The Pentagon Slush Fund

Back in 1959, President Eisenhower and Soviet Premier Khrushchev took a break
from their summit and walked in the woods around Camp David. Khrushchev, in
his memoirs, relates a conversation in which the president complains of how
hard it is to resist the military’s demands for more money. Military leaders,
said Eisenhower, invariably insist the US will fall behind the Soviet Union
unless he gives them the money for this or that weapon system. “They keep
grabbing for more, and I keep giving it to them.” He asked Khrushchev if
that was also the case in the USSR. “It’s just the same,” said
Khrushchev, who went on to describe virtually the same script. “Yes,”
said the president, “that’s what I thought.”

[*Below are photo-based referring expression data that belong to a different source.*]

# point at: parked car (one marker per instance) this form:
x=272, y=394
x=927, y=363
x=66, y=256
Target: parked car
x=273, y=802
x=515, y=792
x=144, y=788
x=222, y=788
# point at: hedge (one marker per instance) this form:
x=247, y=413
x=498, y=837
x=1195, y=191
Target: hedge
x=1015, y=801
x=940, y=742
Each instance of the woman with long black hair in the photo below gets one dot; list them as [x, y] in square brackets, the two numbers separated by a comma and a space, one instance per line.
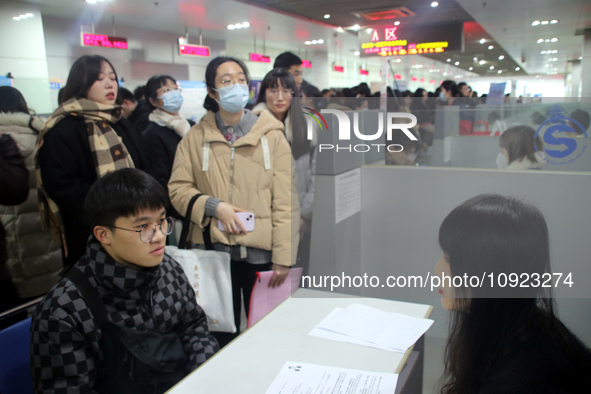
[235, 161]
[276, 95]
[504, 340]
[82, 140]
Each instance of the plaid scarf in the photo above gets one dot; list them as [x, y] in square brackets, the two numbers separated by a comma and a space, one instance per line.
[108, 151]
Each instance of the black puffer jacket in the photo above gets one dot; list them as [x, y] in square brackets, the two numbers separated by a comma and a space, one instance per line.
[14, 188]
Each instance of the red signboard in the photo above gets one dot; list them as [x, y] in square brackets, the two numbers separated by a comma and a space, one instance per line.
[257, 57]
[400, 41]
[194, 50]
[101, 40]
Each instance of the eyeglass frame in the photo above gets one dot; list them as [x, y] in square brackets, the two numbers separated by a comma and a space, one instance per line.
[168, 218]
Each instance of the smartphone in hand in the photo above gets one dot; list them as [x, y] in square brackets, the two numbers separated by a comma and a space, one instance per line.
[247, 219]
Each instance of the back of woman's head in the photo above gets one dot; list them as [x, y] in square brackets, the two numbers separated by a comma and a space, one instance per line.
[520, 143]
[210, 73]
[493, 233]
[11, 100]
[84, 72]
[273, 79]
[152, 86]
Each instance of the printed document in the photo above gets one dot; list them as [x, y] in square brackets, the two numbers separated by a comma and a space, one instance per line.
[303, 378]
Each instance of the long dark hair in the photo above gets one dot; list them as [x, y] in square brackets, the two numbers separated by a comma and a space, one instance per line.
[519, 142]
[299, 141]
[11, 100]
[84, 72]
[495, 233]
[211, 71]
[152, 86]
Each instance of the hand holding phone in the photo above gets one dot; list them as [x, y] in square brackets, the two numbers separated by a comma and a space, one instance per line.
[247, 219]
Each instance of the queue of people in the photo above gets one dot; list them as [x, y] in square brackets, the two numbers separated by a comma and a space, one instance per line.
[113, 172]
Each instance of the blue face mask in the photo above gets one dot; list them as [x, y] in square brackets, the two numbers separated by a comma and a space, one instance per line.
[233, 98]
[173, 101]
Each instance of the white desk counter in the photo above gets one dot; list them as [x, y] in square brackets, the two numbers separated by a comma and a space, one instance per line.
[250, 363]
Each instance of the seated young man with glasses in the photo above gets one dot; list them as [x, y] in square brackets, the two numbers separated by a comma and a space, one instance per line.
[124, 318]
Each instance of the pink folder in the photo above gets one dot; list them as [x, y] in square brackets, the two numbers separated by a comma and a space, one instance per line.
[264, 299]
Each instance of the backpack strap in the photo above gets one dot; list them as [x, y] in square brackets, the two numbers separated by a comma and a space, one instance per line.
[91, 296]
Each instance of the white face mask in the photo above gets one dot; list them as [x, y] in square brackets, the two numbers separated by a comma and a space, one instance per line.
[502, 162]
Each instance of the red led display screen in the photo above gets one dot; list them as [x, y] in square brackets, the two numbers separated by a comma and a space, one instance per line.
[403, 40]
[257, 57]
[101, 40]
[194, 50]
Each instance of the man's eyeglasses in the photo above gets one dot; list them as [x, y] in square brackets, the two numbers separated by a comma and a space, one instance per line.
[147, 231]
[276, 92]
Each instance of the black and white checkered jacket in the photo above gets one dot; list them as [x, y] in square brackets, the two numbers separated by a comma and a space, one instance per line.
[65, 352]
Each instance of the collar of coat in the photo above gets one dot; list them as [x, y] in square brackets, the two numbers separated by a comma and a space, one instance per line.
[267, 122]
[21, 119]
[260, 107]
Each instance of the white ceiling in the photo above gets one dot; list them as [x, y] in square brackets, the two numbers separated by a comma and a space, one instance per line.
[287, 23]
[509, 23]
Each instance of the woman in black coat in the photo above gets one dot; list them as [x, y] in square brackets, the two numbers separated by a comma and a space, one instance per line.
[83, 139]
[166, 128]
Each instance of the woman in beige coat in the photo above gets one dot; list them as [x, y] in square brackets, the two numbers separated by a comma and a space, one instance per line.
[238, 162]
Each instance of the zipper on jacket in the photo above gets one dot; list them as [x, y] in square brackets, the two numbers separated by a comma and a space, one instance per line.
[231, 174]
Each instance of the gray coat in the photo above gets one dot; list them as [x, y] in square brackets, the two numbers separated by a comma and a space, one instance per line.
[34, 257]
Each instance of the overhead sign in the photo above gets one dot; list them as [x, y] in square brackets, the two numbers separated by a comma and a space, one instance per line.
[194, 50]
[101, 40]
[389, 40]
[258, 57]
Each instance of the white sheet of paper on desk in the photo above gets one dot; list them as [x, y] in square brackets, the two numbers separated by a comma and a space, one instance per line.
[386, 330]
[335, 336]
[304, 378]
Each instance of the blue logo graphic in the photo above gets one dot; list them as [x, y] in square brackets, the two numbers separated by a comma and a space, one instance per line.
[557, 144]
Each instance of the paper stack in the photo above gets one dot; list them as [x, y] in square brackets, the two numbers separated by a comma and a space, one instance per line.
[363, 325]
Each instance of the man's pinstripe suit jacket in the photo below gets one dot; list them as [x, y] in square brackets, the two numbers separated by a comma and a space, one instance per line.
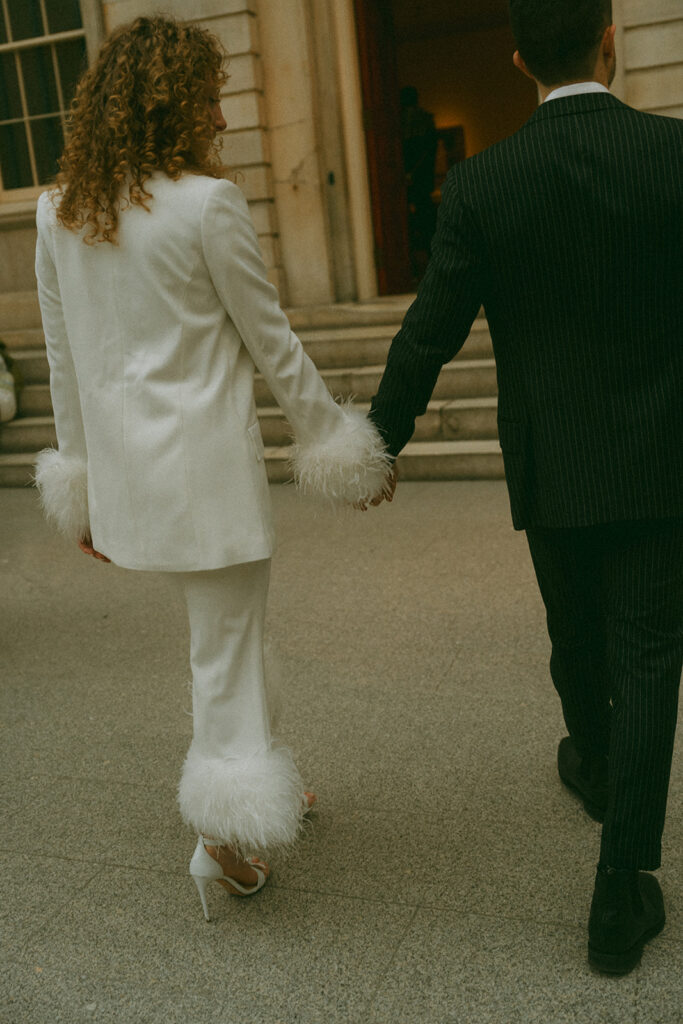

Congress members are very much a part of the military-industrial complex, which
is why someone (Tom Hayden?) long ago suggested that the more accurate term
is MAGIC: the military-academic-governmental-industrial complex. Most people
elected to Congress, and certainly any among them who serve on the armed services
committee of either house, think two things when it comes to national security:
the more weapons produced, the more secure we are; and the more money allocated
to “national defense,” the better. These folks never met a weapons
system they didn’t like. And when, in relatively lean times, they have
to decide between social well-being and the Pentagon’s wish list, well,
they don’t have to think twice.

These days Congress members, mainly on the Republican side, are busy finding
clever ways to hide stuffing the Pentagon’s stocking with strategically
senseless, duplicative, exceedingly expensive weapons and related items. Remember
sequestration in 2013? It was supposed to cap military and other spending in
order to help bring the overall budget back to balance. Clearly, in the minds
of the military-firsters, this effort was never meant to apply to the Pentagon,
as evidenced by the much larger budget hit that social welfare programs took
compared with the military, and by the little publicized Overseas Contingency
Operations fund, which
is not subject to sequestration
. Yes, military spending has gone down over
the last three years (see the chart below); but at over $600 billion (not counting
veterans’ benefits and interest on the national debt from past wars), it’s
around 54 percent of all US government discretionary spending and still close
to 40 percent of global military spending.